Dans certains cas spécifiques, notamment lorsqu’il n’y a pas de commissaire aux comptes et que la convention est conclue avec un gérant non associé, la loi prévoit un contrôle a priori. Cela signifie que la convention doit être approuvée avant même sa signature. Cette précaution supplémentaire vise à éviter les prises de décision unilatérales pouvant nuire à l’intérêt social.

En revanche, dans la majorité des situations, la validation intervient a posteriori, lors de l’assemblée générale ordinaire. Cette souplesse permet à la société de mener ses opérations rapidement, tout en laissant un espace pour un contrôle ultérieur. Quoi qu’il en soit, le respect de la procédure demeure impératif pour éviter de lourdes sanctions.

Sanctions et responsabilités en cas de non-respect de la procédure

Si la procédure d’approbation est ignorée ou mal appliquée, les conventions conclues continuent de produire des effets juridiques. Toutefois, la responsabilité des dirigeants ou associés ayant manqué à leurs obligations peut être engagée. Ils devront supporter les conséquences dommageables pour la société, avec un risque financier et juridique non négligeable.

Le délai d’action pour engager la responsabilité est limité à trois ans à compter de la signature ou de la révélation de la convention, si celle-ci a été dissimulée. Par ailleurs, un refus d’autorisation ou de ratification n’entraîne pas la nullité automatique, mais expose les contractants à des recours en réparation. La prudence commande donc un suivi rigoureux des formalités, car le contrôle des rejetons de conflits indirects incombe pleinement aux associés et dirigeants.

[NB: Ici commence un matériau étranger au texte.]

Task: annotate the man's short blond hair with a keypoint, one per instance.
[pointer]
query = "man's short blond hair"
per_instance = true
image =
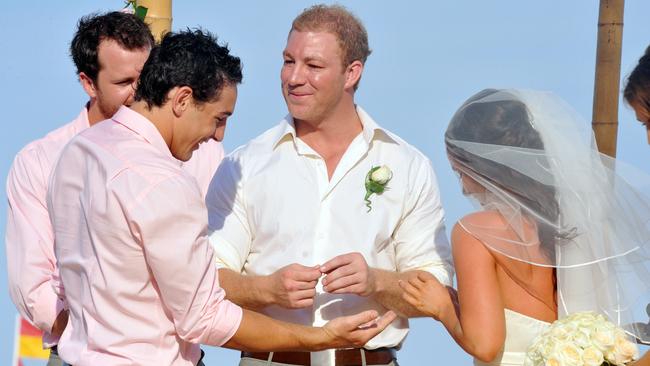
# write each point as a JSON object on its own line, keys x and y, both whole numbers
{"x": 336, "y": 19}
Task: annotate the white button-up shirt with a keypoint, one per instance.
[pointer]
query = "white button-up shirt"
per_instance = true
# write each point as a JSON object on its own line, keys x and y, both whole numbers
{"x": 271, "y": 204}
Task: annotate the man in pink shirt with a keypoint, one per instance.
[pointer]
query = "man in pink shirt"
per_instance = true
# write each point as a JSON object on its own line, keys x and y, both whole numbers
{"x": 131, "y": 227}
{"x": 109, "y": 51}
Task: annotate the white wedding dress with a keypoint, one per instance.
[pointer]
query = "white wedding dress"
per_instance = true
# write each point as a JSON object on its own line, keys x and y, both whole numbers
{"x": 521, "y": 330}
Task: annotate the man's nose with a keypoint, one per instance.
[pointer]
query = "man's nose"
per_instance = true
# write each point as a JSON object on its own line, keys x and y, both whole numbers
{"x": 297, "y": 75}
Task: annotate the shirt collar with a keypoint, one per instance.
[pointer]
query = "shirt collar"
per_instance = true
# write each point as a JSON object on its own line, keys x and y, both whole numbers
{"x": 371, "y": 130}
{"x": 81, "y": 122}
{"x": 139, "y": 124}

Les conventions concernées : précision et limites

La procédure vise dès lors essentiellement les conventions conclues entre la société et ses gérants ou associés. Il n’est pas nécessaire de prendre en compte les proches (conjoints, ascendants, descendants) sauf s’ils ont agi comme intermédiaires réels dans la transaction. Également, lorsque la convention porte sur une autre société liée à un associé ou gérant, la procédure s’applique si ce dernier détient simultanément un rôle dans la SARL.

Type de convention Condition Procédure applicable
Convention entre SARL et gérant associé Sans exception Contrôle a posteriori en assemblée générale
Convention entre SARL et gérant non associé Sans commissaire aux comptes Contrôle a priori par les associés
Convention avec une société liée Si gérant ou associé joue un rôle dans les deux sociétés Procédure normale de contrôle

Conseils pour anticiper la gestion des conventions réglementées

Pour sécuriser la bonne application de la procédure, il est conseillé de :

  1. Tenir une documentation complète à disposition, incluant le rapport spécial détaillé et les procès-verbaux d’assemblée.
  2. Avancer l’examen des conventions réglementées dans le calendrier d’approbation des comptes afin d’éviter tout retard dans la validation.
  3. Veiller à l’information claire de tous les associés, en leur communiquant l’avis du commissaire aux comptes lorsque cela est pertinent.
  4. Privilégier un échange direct et transparent lors de l’assemblée générale pour prévenir les contestations.
  5. Mettre en place un suivi rigoureux des conventions pour détecter toute convention irrégulière et y remédier rapidement.

Le respect de ces bonnes pratiques permet non seulement d’éviter des complications techniques, mais également d’instaurer une confiance durable entre associés et dirigeants, élément clé d’une gouvernance saine et efficace.